Assessing treatment effects in observational data with missing confounders: A comparative study of practical doubly-robust and traditional missing data methods

Weight · 极大似然 · 似然 · 估计/估计量 · Performer ·

2024 年 12 月 19 日

翻译：观察性数据中混杂因素缺失时治疗效应的评估：实用双重稳健与传统缺失数据方法的比较研究

Brian D. Williamson,Chloe Krakauer,Eric Johnson,Susan Gruber,Bryan E. Shepherd,Mark J. van der Laan,Thomas Lumley,Hana Lee,Jose J. Hernandez Munoz,Fengyu Zhao,Sarah K. Dutcher,Rishi Desai,Gregory E. Simon,Susan M. Shortreed,Jennifer C. Nelson,Pamela A. Shaw

from arxiv, 142 pages (27 main, 115 supplemental); 6 figures, 2 tables

In pharmacoepidemiology, safety and effectiveness are frequently evaluated using readily available administrative and electronic health records data. In these settings, detailed confounder data are often not available in all data sources and therefore missing on a subset of individuals. Multiple imputation (MI) and inverse-probability weighting (IPW) are go-to analytical methods to handle missing data and are dominant in the biomedical literature. Doubly-robust methods, which are consistent under fewer assumptions, can be more efficient with respect to mean-squared error. We discuss two practical-to-implement doubly-robust estimators, generalized raking and inverse probability-weighted targeted maximum likelihood estimation (TMLE), which are both currently under-utilized in biomedical studies. We compare their performance to IPW and MI in a detailed numerical study for a variety of synthetic data-generating and missingness scenarios, including scenarios with rare outcomes and a high missingness proportion. Further, we consider plasmode simulation studies that emulate the complex data structure of a large electronic health records cohort in order to compare anti-depressant therapies in a rare-outcome setting where a key confounder is prone to more than 50\% missingness. We provide guidance on selecting a missing data analysis approach, based on which methods excelled with respect to the bias-variance trade-off across the different scenarios studied.

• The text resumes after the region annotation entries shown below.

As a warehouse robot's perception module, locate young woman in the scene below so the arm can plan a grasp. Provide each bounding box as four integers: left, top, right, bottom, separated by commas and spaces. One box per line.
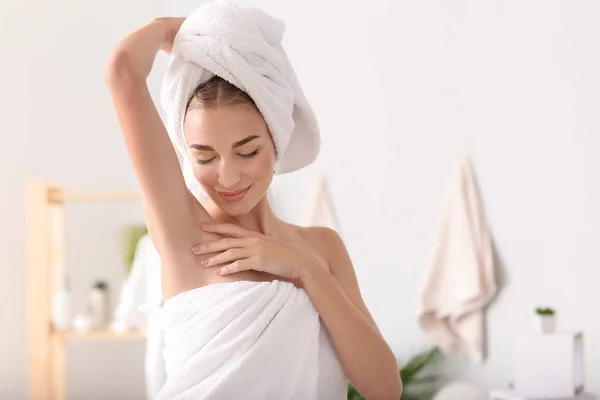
106, 9, 402, 399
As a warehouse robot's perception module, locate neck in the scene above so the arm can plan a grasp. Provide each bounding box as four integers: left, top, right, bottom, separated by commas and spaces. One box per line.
203, 191, 280, 235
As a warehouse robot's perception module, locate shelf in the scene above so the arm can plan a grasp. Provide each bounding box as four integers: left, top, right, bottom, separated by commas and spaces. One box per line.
54, 330, 145, 340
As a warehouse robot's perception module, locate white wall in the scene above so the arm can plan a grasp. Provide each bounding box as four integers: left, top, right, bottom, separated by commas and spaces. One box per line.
0, 0, 600, 398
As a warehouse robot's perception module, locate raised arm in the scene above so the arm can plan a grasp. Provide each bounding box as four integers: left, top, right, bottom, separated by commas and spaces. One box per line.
105, 18, 218, 298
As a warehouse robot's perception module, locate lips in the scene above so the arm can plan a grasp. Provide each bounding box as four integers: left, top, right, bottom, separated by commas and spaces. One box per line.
219, 185, 252, 203
219, 188, 248, 196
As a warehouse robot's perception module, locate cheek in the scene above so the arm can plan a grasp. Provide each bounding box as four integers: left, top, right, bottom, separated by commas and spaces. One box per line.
194, 167, 219, 187
244, 155, 274, 181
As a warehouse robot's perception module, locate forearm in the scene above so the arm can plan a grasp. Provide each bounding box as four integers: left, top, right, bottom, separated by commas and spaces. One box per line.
106, 19, 168, 80
302, 267, 402, 399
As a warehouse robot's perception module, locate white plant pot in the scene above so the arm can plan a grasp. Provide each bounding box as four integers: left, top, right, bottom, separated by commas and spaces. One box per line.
73, 314, 93, 333
535, 315, 556, 334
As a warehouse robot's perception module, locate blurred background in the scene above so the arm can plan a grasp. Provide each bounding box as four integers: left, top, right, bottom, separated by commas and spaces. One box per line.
0, 0, 600, 399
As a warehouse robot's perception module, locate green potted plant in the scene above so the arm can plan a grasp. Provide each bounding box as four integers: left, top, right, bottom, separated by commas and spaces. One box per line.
348, 346, 442, 400
535, 307, 556, 333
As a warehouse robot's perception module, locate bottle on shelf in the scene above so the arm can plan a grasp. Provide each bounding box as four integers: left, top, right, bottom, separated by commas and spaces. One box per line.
52, 274, 71, 331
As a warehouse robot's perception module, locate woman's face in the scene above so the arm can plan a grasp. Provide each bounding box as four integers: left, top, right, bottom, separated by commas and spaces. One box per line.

翻译：在药物流行病学中，安全性和有效性常使用现成的行政管理和电子健康记录数据进行评估。在这些场景中，详细的混杂因素数据往往并非在所有数据源中都可用，因此会在部分个体中缺失。多重插补（MI）和逆概率加权（IPW）是处理缺失数据的首选分析方法，并在生物医学文献中占主导地位。双重稳健方法在更少的假设下具有一致性，并且在均方误差方面可能更高效。我们讨论了两种易于实现的实用双重稳健估计量——广义校正加权和逆概率加权的目标最大似然估计（TMLE），这两种方法目前在生物医学研究中均未得到充分利用。我们通过详细的数值研究，在各种合成数据生成和缺失情景下（包括罕见结局和高缺失比例的情景），比较了它们与IPW和MI的性能。此外，我们考虑了模拟大型电子健康记录队列复杂数据结构的质体模拟研究，以便在一个关键混杂因素易于出现超过50%缺失的罕见结局场景中，比较抗抑郁疗法的效果。基于所研究的不同情景下在偏差-方差权衡方面表现优异的方法，我们为选择缺失数据分析方法提供了指导。